Real Love Meets Your Spouse’s Need for Communication

In marriage, there are several rules for communication. We need to learn to communicate with one another at the right time (Proverbs 25:11). Don’t try to discuss a heated subject when it’s the wrong timing (Proverbs 20:3). It’s important to listen to one another when communicating. We should wait to answer after the other person speaks (Proverbs 18:3). Listening helps our spouse know we believe they’re important to us and what they’re staying is important.

Communication must go forward in a normal volume (Proverbs 15:1). We need to be careful to extend the same love and patience to our spouse as we do everyone else we encounter throughout the day. Lastly, we need to “fight fare” and resolve our differences with one another (Matthew 18:15). This requires us to:

  • Speak and act like a Christian
  • Set a time for confrontation with our spouse
  • Affirm our love for one another
  • Limit the parameters of the conversation
  • State the other’s position
  • Let the other person state our position
  • Find small areas of agreement
  • Engage in a dialogue, not a monologue
  • Watch for the boiling point of the other person
  • Continue with our responsibilities
  • Don’t violate confidences
  • Pray together

Real Love Learns What Your Spouse’s Needs Are

Scripture tells us to dwell with one another according to knowledge (I Peter 3:7). We need to learn our spouse and treat them with understanding and as equal partners in the relationship with Christ. If we fail to do this, God won’t hear our prayers. In the Old Testament, husbands and wives were commanded to invest in each other solely for one year before doing anything else (Deuteronomy 24:5). While we can’t do this today, this concept speaks of the importance of learning our spouse and what their needs are. They will never stop changing and we must never stop learning them.

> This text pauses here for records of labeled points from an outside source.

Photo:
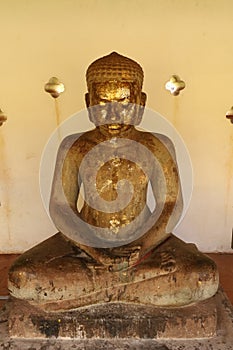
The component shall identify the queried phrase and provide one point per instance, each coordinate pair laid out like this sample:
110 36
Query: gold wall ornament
54 87
3 117
175 85
229 114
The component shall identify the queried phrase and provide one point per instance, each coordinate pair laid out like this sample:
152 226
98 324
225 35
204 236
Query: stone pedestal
114 320
206 325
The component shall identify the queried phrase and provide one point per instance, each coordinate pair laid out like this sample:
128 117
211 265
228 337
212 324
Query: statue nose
113 111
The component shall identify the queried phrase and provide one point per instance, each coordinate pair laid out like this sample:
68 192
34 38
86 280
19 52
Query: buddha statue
114 248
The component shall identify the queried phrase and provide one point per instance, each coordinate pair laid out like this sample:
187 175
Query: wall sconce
229 114
54 87
3 117
175 85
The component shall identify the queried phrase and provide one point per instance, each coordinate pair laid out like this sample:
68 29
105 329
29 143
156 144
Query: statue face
115 106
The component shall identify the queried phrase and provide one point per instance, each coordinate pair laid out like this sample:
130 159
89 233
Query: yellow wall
193 39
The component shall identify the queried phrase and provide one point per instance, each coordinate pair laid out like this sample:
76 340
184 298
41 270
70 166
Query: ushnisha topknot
114 67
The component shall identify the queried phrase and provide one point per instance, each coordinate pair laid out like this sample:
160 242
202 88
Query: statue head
115 94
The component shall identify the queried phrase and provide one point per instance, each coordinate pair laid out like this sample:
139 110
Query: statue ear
143 99
87 99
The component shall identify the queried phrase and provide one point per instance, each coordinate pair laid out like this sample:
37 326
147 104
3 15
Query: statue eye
124 101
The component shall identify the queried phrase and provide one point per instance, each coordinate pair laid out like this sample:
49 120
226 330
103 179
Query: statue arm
65 187
169 202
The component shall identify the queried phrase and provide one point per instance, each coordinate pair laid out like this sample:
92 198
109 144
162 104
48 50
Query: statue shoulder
155 140
77 141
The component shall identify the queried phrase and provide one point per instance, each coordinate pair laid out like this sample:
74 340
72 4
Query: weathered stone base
145 332
114 320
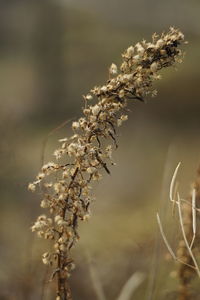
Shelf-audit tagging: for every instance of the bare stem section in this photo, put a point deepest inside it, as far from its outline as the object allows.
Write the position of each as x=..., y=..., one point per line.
x=188, y=214
x=81, y=158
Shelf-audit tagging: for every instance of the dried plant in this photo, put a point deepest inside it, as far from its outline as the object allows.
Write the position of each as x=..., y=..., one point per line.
x=188, y=246
x=82, y=157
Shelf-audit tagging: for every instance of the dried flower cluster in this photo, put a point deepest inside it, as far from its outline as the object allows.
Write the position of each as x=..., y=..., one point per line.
x=80, y=159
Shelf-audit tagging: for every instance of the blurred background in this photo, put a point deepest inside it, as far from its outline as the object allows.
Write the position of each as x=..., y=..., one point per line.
x=51, y=53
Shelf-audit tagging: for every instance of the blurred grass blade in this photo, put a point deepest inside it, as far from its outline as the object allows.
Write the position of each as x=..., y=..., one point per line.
x=130, y=286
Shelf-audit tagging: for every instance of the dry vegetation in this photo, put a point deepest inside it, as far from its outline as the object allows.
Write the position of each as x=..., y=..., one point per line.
x=82, y=158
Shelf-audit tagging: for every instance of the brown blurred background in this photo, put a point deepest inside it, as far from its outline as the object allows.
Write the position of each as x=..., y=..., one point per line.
x=51, y=53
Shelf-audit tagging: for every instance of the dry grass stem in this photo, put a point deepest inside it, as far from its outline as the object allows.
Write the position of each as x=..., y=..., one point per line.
x=87, y=155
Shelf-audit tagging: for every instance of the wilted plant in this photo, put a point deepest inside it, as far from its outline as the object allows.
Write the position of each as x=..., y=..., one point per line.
x=188, y=246
x=82, y=157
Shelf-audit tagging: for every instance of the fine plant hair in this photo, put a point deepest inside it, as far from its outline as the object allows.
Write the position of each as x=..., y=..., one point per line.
x=188, y=245
x=86, y=155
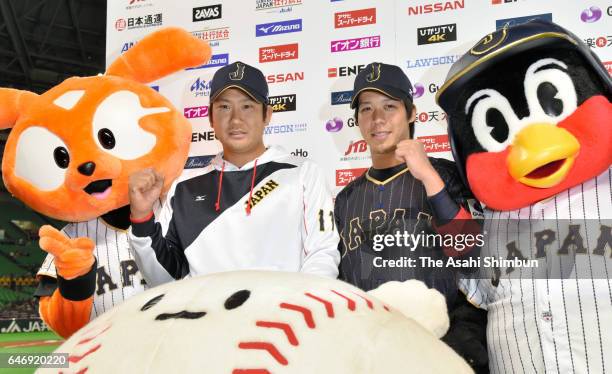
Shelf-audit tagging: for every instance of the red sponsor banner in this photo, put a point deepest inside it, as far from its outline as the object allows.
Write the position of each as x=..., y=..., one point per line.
x=608, y=65
x=355, y=18
x=278, y=53
x=435, y=143
x=346, y=176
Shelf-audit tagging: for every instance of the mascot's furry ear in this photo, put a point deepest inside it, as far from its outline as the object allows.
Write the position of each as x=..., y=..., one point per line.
x=412, y=298
x=160, y=54
x=13, y=102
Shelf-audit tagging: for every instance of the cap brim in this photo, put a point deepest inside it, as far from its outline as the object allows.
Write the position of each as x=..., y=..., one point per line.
x=448, y=91
x=391, y=92
x=244, y=89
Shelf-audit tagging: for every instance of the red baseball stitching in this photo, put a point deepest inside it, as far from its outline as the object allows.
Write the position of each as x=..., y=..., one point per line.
x=282, y=326
x=270, y=348
x=288, y=330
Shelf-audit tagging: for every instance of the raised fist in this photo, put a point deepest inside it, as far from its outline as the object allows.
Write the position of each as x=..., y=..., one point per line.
x=145, y=187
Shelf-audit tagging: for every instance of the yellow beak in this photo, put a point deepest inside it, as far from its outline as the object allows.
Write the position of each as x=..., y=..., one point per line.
x=542, y=155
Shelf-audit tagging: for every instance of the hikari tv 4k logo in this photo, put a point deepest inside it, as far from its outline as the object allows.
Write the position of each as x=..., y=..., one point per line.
x=283, y=103
x=437, y=34
x=206, y=13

Real Love Prepares You for the One Whose Needs You Will Meet

Paul wasn’t married at the time he wrote I Corinthians. He provides an awareness of those who are married as well as those who are single. Paul notes it’s easier to be single because extra work is involved when you’re married (I Corinthians 7:7). However, whether single or married, both states of life are a gift. We must accept and embrace the stage of life we’re in.

As we look to find a partner in life, we should be the person we want to marry. In self-reflection, we should also make sure we are living a right life that would attract the same type of person we’re looking for. Singles should be today who you want to marry in the future.

Real Love Comes from One Place

The love of God is shed abroad in our hearts by the Holy Ghost (Romans 5:5). Real love is only going to come from God. He not only loves us, but uses us as a vessel to love through us to others in the world, and especially in our marriages. This is why Jesus looked at believers across the globe and noted how we’ll be called His disciples if we love one another (John 13:35).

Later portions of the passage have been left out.